In The Memory of Srebrenica Massacre

The 4-year war in Bosnia was planned, started and implemented by Bosnian Serbs, joined later by Bosnian Croats, with the backing up from the leaders and intellectual elites from Serbia and Croatia that wanted to divide the country between themselves. For the ultimate goal of creating a “Greater Serbia”, immediately in the beginning of the war, Serbian army and paramilitary forces committed horrendous atrocities against civilians including forced deportation, torture, mass murder, detention camps, and systematic sexual violence, which proved to be their general military strategy.
During the war the United Nations declared six “safe areas”, for the aim of protecting civilians, at the same time controlling the possible exodus of refugees. In order to obtain a protected status these zones needed to be completely demilitarized, and people were urged and ordered to hand over all weapons they had. The established safe zones should have been safe havens for civilians, to provide them protection, but in fact turned to be prisons for the people. Bosnian Serbs blocked the access to them and continuously, especially in Sarajevo and Gorazde, hinder and even attacked convoys of humanitarian and medical aid for people in these zones. As a result of these actions the situation in the zones was very difficult – shortage of food, medical means and even electricity and water, with Serb forces the same time striking and bombing unselectively very often civilian targets made living circumstances of civilians unbearable.
One of the UN safe zones was also Srebrenica, a town that lies near the border with Serbia, with Drina river being a natural border between the two countries. Serbian forces started an invasion of Srebrenica in 6 July 1995, which was thoroughly planned action under the command of general Mladic uniting military and palamilitary forces from both Bosnia and Serbia. The UN couldn’t give shelter to hundreds men and boys who were seeking help in the UN base in Srebrenica and Dutch battalion proved to be completely incapable of protecting civilians in the saftey zone. In the town there were around 50 000 disarmed people that could not give any resistance. From 11 July and for the next couple of days, the worst atrocity in Europe after WWII happened. Serbian forces systematically selected from women more than 8000 Muslim men, elders and boys, took into places of detention in and around of Srebrenica where they were tortured, beaten and executed. They were usually taken blind-folded from their detentions directly to their burial place, then lined up and executed. In order to hide the mass execution, the bodies from these mass graves were then once or twice reburied, the reason why the remains of most victims are not completed.

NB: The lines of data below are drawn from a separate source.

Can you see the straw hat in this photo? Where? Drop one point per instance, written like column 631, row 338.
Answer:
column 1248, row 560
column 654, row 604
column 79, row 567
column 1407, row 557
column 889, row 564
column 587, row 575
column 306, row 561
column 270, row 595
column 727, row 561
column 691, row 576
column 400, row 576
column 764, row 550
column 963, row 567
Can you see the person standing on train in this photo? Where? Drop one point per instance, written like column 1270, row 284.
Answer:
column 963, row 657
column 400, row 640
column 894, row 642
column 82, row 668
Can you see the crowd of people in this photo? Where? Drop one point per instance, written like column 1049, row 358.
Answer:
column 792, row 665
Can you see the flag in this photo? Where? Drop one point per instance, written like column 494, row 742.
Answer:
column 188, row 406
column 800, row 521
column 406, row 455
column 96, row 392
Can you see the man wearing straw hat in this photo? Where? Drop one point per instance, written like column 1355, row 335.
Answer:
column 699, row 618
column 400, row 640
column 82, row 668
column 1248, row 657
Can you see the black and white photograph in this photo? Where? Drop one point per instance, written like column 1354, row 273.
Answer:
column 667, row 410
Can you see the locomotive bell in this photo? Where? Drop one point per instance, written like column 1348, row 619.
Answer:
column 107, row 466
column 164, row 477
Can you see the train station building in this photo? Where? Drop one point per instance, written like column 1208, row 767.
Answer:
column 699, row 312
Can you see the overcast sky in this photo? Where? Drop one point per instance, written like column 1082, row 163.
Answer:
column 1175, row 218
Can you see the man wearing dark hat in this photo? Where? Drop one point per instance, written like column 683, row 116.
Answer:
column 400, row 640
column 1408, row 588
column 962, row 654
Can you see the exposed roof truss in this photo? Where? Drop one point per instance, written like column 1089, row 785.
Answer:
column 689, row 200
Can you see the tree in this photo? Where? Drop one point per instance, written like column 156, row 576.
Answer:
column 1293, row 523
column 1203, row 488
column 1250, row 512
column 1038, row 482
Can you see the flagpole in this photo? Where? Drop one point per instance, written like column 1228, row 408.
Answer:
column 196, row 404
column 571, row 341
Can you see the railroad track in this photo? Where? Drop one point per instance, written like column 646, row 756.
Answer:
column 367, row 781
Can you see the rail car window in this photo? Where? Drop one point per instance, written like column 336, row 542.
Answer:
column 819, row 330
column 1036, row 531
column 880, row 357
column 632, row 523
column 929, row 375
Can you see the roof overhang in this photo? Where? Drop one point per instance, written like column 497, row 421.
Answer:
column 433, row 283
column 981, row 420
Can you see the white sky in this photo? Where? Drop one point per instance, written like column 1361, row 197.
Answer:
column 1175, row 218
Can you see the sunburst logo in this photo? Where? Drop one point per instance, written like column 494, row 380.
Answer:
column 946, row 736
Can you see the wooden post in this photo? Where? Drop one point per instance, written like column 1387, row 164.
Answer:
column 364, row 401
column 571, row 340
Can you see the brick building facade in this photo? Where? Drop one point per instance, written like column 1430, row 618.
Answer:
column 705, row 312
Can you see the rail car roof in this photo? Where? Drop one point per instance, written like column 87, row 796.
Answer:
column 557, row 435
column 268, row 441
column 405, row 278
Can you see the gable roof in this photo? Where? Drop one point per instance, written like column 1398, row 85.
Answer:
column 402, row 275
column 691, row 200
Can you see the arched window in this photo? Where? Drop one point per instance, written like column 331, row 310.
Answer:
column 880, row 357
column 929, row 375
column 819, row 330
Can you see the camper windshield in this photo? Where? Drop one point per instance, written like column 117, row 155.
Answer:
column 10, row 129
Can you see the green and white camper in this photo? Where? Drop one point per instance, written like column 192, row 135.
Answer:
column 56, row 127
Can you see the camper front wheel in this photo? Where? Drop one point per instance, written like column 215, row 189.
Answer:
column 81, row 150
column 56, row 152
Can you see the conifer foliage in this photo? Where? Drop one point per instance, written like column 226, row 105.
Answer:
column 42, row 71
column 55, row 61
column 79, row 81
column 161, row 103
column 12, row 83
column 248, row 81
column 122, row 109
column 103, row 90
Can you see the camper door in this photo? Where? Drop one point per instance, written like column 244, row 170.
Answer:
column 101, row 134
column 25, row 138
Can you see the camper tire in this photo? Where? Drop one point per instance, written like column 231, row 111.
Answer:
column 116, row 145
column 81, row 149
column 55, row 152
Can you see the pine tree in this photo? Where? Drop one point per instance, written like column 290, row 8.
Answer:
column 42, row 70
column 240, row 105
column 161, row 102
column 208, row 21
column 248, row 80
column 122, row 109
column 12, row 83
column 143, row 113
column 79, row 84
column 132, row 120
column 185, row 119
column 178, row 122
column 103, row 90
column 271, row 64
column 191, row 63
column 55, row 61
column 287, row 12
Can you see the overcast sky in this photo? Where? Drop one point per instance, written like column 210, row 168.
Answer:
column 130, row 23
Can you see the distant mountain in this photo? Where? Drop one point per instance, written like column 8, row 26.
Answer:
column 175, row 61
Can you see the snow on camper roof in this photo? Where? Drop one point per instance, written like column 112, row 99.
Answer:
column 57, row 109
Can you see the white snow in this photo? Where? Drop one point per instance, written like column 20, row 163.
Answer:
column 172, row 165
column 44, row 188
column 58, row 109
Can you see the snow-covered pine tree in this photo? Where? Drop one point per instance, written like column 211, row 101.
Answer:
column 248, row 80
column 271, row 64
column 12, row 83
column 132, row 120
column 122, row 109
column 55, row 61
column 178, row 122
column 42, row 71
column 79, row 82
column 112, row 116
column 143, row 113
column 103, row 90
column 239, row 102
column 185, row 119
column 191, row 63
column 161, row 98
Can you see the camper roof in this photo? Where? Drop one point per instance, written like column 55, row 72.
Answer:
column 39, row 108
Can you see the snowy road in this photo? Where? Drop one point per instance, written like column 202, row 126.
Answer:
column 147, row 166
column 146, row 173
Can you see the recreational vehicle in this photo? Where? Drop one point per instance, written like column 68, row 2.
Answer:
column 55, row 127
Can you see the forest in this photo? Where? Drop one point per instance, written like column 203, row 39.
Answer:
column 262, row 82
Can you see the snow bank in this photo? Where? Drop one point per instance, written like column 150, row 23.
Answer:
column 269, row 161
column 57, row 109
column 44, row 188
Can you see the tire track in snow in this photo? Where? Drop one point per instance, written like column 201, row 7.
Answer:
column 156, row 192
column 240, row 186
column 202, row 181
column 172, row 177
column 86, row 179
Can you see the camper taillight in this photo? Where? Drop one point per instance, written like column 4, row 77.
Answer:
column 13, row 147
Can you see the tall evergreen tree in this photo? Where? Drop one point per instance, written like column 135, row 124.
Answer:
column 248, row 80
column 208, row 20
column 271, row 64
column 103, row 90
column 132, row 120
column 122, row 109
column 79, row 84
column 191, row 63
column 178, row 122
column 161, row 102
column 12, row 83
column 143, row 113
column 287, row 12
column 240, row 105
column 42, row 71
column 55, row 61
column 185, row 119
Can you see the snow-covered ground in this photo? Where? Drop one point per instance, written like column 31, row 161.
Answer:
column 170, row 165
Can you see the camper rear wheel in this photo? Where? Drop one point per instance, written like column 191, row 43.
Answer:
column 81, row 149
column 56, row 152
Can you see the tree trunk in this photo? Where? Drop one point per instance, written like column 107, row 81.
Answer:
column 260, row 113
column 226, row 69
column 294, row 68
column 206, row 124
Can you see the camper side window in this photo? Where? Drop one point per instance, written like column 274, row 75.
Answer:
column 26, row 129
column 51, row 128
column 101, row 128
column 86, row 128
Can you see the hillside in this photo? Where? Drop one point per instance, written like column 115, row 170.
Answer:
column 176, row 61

11 July is marked as the memory of Srebrenica Genocide but also as burial of those victims that are identified during previous year. Until now, 6643 victims, or their remains, were buried, out of 8327 people that are totally killed in Srebrenica. The process of identification, as well as completing the remains is still ongoing.
ICTY (International Criminal Tribunal for Former Yugoslavia) investigated and ruled the mass execution in Srebrenica as a genocide that is considered to be the worst masacre and the most horenodus crime against the civilians in Europe after the WWII. The Genocide was executed under the command of Ratko Mladic, the general of the Army of Republika Srpska, but also paramilitary forces ad units that were under the direct control of the Ministry of Internal Affairs of Serbia.
Ratko Mladic and other military officers are charged before ICTY with the Genocide war crimes including. In total, more than 700 years was ruled for Genocide and other crimes in Srebrenica before international courts and courts in Bosnia and Herzegovina, Croatia and Serbia. 47 persons are judged on the ground of being decision makers in the chain of command, giving orders and making executions.
Courts pronounced five life imprisonment sentences, including the sentence for general Mladic (still not final decision).
The Genocide in Srebrenica is nowadays, more than ever, denied and revised. Some Bosnian Serb historians and politicians continue to deny that genocide and ethnic cleansing took place in Bosnia. The history is being distorted by genocide deniers in the country where it was committed, as the Genocide denial is not legally persecuted. Moreover, the Srebrenica Genocide is often used as a motive for white supreme terrorists throughout the world, it is used as a ideological pillar for far right, as a kind of inspiration for these groups.
Russia is often siding Republika Srpska and Serbia in their intention to relativize the ethnic cleansing and genocide in Bosnia. In 2015, Russia vetoed a UN resolution condemning the Srebrenica massacre. While this resolution was supported by European and U.S. governments, it was condemned by Serbia, wchich called the resolution “anti-Serb” and having Russia on their side for this matter.
The lesson from Srebrenica is that no society is invulnerable to prejudice and intolerance. We must all remain vigilant against these forces, and take timely action to build stronger, more resilient communities.